I think it was in a recent patron podcast episode that @njdrolet and @Kris were talking about the value of learning things outside of climbing and that they might apply in surprising ways. Curious what other people have learned from activities outside of climbing that they find applying to their climbing.
Recently I learned to roll a kayak. My friend who was teaching me did a really good job of breaking down the movement into its constituent parts. My experience was that I started by focusing on the movement of my legs and hips before adding the paddle stroke. I realized that this would apply really well to learning weird or hard moves but I’ve never done it intentionally before. So far it’s been really productive!
Haven’t listened to the podcast yet, sounds really good!

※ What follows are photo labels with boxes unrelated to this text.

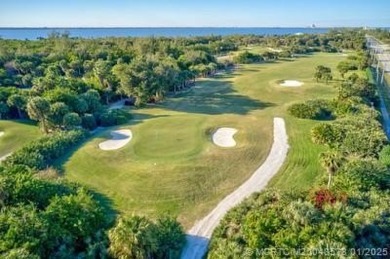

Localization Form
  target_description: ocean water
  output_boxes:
[0,27,330,40]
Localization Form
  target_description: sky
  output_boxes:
[0,0,390,27]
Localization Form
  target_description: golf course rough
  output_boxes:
[213,128,237,147]
[99,129,133,150]
[181,118,289,259]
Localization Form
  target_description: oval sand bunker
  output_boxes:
[213,128,237,147]
[99,129,133,150]
[280,80,303,87]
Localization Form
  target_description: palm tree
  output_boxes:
[320,150,345,189]
[108,216,157,258]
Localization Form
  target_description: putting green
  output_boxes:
[63,53,345,227]
[134,116,206,159]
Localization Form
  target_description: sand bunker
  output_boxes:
[99,129,133,150]
[280,80,303,87]
[213,128,237,147]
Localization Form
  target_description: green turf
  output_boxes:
[63,51,345,227]
[0,120,40,157]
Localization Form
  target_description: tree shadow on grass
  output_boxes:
[163,79,275,115]
[88,189,118,227]
[181,235,210,258]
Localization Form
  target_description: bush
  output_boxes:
[379,145,390,167]
[288,99,333,120]
[100,109,131,127]
[233,51,263,64]
[3,130,87,169]
[81,114,97,130]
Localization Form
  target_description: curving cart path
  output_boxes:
[181,118,289,259]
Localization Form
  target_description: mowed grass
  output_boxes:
[63,51,343,227]
[0,120,41,157]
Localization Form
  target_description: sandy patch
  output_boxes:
[213,128,237,147]
[181,118,289,259]
[280,80,303,87]
[99,129,133,150]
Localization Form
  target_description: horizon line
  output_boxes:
[0,25,390,29]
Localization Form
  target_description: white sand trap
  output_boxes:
[181,118,289,259]
[280,80,303,87]
[213,128,237,147]
[99,129,133,150]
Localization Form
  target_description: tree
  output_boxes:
[0,102,9,120]
[49,102,69,129]
[108,216,157,259]
[320,150,345,189]
[314,65,333,83]
[63,112,81,129]
[27,97,50,133]
[44,188,106,252]
[7,94,27,118]
[337,61,357,78]
[81,89,102,113]
[155,217,185,259]
[0,204,48,255]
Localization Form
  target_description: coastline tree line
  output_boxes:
[0,31,380,258]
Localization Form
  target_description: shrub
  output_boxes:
[100,109,131,127]
[3,130,87,169]
[233,51,263,64]
[379,145,390,167]
[288,99,333,120]
[81,114,97,130]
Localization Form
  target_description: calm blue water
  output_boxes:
[0,27,330,40]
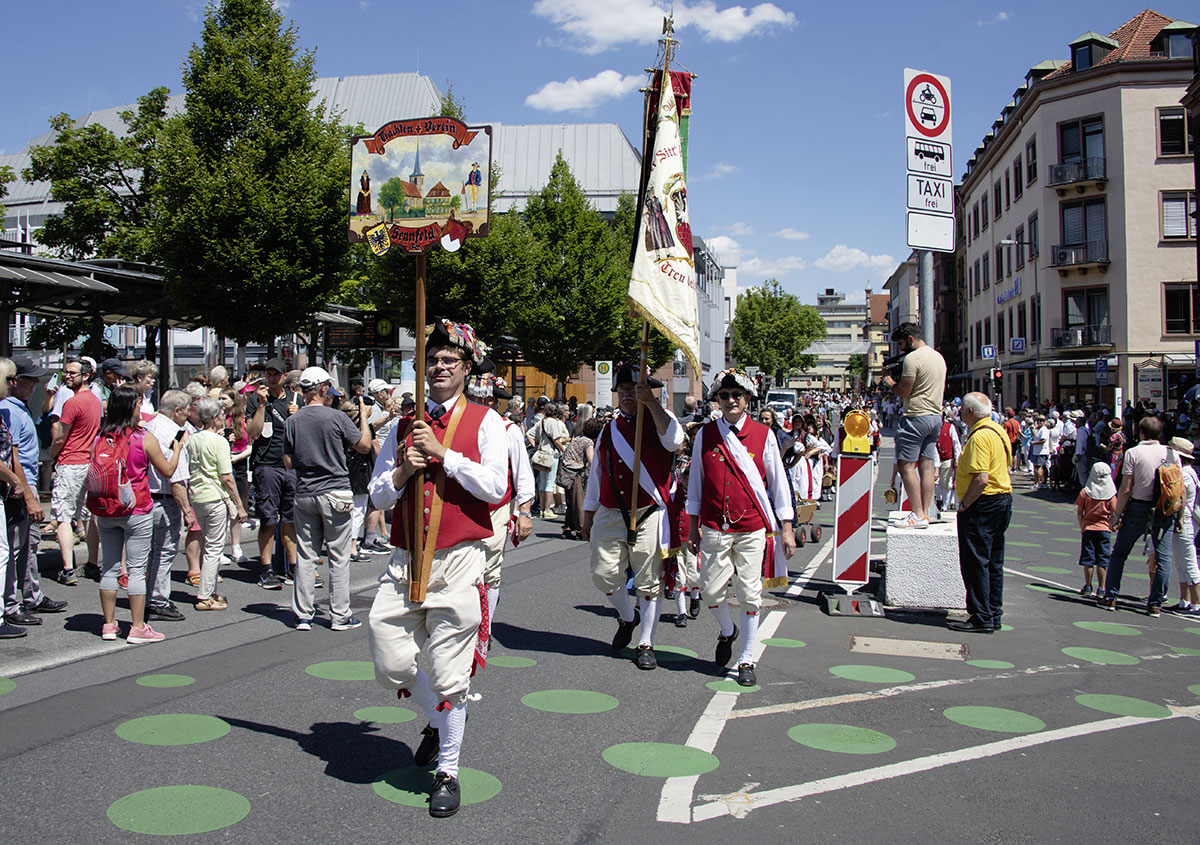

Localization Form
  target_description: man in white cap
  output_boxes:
[467,373,534,642]
[283,367,372,631]
[368,319,509,817]
[688,370,796,687]
[581,364,684,670]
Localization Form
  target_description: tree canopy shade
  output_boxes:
[154,0,349,342]
[22,88,169,263]
[730,278,826,374]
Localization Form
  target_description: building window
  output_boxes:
[1163,282,1200,335]
[1160,191,1196,234]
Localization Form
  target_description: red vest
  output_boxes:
[391,402,492,550]
[700,415,774,533]
[596,414,674,510]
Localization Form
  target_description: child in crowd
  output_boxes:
[1075,461,1117,595]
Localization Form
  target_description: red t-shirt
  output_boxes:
[56,390,104,466]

I used to do martial arts and a crazy amount of things seem to translate, especially in terms of generating power. But also in terms of training.
Also, most mental skills would probably transfer really well from any other activity into climbing.

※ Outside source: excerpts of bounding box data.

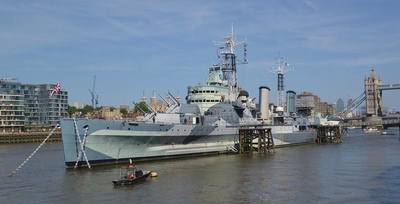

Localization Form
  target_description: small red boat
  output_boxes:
[112,160,151,186]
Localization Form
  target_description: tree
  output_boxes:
[119,108,128,114]
[82,105,94,115]
[133,101,151,113]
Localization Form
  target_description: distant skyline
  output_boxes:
[0,0,400,110]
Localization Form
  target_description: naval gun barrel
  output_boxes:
[168,92,180,106]
[157,93,171,106]
[132,101,147,115]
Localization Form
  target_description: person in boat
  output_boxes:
[128,164,136,179]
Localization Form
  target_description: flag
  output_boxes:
[50,81,61,97]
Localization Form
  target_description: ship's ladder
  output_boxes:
[73,118,92,169]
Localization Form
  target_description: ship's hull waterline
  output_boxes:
[61,119,315,168]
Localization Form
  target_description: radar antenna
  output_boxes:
[269,52,294,107]
[214,24,247,88]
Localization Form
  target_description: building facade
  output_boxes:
[0,81,68,126]
[336,98,344,112]
[0,94,25,133]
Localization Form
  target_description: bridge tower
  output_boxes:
[364,68,382,116]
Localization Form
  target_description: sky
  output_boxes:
[0,0,400,110]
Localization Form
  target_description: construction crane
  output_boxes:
[89,75,99,109]
[0,78,18,82]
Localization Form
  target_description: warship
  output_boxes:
[60,26,320,168]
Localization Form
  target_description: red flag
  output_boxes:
[50,81,61,97]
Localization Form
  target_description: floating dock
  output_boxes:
[316,125,342,144]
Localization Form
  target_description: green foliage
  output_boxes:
[81,105,94,115]
[133,101,151,113]
[119,108,128,114]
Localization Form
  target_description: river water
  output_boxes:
[0,129,400,203]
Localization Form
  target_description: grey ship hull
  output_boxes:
[61,119,315,168]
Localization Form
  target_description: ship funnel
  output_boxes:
[259,86,270,120]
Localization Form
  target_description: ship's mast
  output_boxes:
[269,53,294,107]
[214,24,247,88]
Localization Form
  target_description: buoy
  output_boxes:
[150,172,157,177]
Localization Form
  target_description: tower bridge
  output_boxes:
[339,69,400,117]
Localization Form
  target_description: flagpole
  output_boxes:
[58,89,61,121]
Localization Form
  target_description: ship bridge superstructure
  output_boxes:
[186,25,247,114]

But in terms of applying things from outside of climbing in surprising ways, here’s a fun story. I can’t do the crux move of my project, but lucky for me my work keeps my up to date on new tech. I managed to 3D scan the holds using the LIDAR on my phone, and I’m currently in the process of turning the 3D scan into a negative mold so that I can pour resin into it and then create an exact replica of the crux dyno
Oh and my ex mentioned a relation between singing and keeping tension. I think if you’re mindful, there will be applications everywhere. As Jacky Chan puts it, everything is kung fu.
Strength training with kettlebells and barbells taught me a bunch of stuff that I translated directly into climbing - how to brace (which I actually do on the wall now for certain climbing moves), how to exert a maximal effort (what maximal actually feels like), how to psych myself up before an attempt.
I also noticed that sometimes you transfer bad things from other activities. For example, I did a lot of yoga when I was younger, and during a typical flow you often exhale when you bend forward. When I started deadlifting, that really got me in trouble. I would lose my brace when lowering the bar and ended up tweaking my lower back a couple of times when doing so. It felt really uncomfortable to bend all the way forward while holding my breath, and it took a lot of deliberate practice to break that habit. I added braced forward bends to my warmup (which I still do, since I found it was a good way of getting the hamstrings moving), and did touch-and-go deadlifts for a few weeks.
I bet there’s a whole bunch of things like that - unconscious breathing or movement patterns - that we carry around with us.